Thank God that Melissa S. got kicked off, she's such a brat. Did she forget she's trying to join a GROUP ... she's not an individual so not being able to work 100% with your other group members doesn't make you look too good.


----------



## Dawn (Apr 19, 2007)

Yeah, it was so funny how she was making fun of Chelsea and then Chelsea moved on to the next round.   HA!!!!!!  I really think Melissa S. was shocked that she wasn't staying.  I really like Chelsea, but don't think she is going to win.  Very tough decision between the other 2 girls.  They are both so good.


----------



## CaraAmericana (Apr 19, 2007)

Asia is impressing me! She would look good with the group. But please, get her some braces.


----------



## TangoMango (May 6, 2007)

How does everyone else feel about Asia's win? I still think Melissa R should have won.


----------



## xSazx (May 8, 2007)

I wanted Melissa R to win 
	

	
	
		
		

		
			





 not a fan of Aisa!


----------



## Holly (May 8, 2007)

Lol for some reason I found all the contestants of TNPCD looked really young compared to the PCDs. Like when Asia was singing and dancing with them, I thought that she looked like their little sister singing and dancing with them lol


----------



## nunu (Mar 23, 2008)

This show is on for us UK viewers it's on TMF back to back episodes today. I watched it last year in April, i love Chelsea!

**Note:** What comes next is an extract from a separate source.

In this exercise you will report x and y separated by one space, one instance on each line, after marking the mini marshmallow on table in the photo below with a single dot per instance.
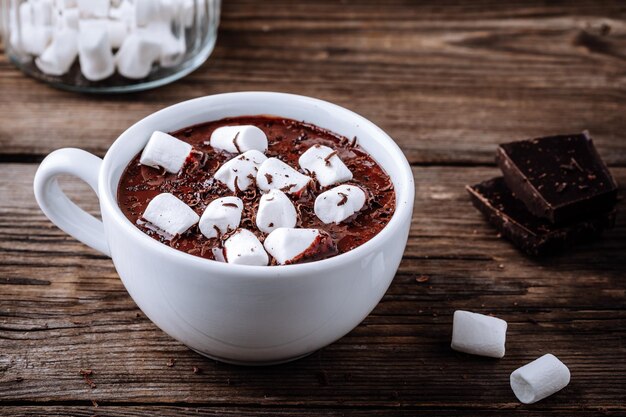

Oh yes and i noticed that the make up they use is MAC, it is written in the credits of the show at the end.


----------



## user79 (Mar 25, 2008)

Whatever happened to the winner, she's not in the band now, is she? I thought that was the point...?


----------



## nunu (Mar 25, 2008)

yes apparently she left! LOL..


----------



## glam8babe (Mar 25, 2008)

yeh i heard she left.. or something? but nicole scherzinger left to go solo but now shes going back in the band.. thank god!


----------



## TangoMango (Mar 30, 2008)

Is anyone watching the new show, Girlicious? It makes me miss the girls from last season. Especially Chelsea and Anastasia.


----------



## xoxprincessx0x (Mar 30, 2008)

i love jenna!!! and i lovee all the makeup they wear!! lol


----------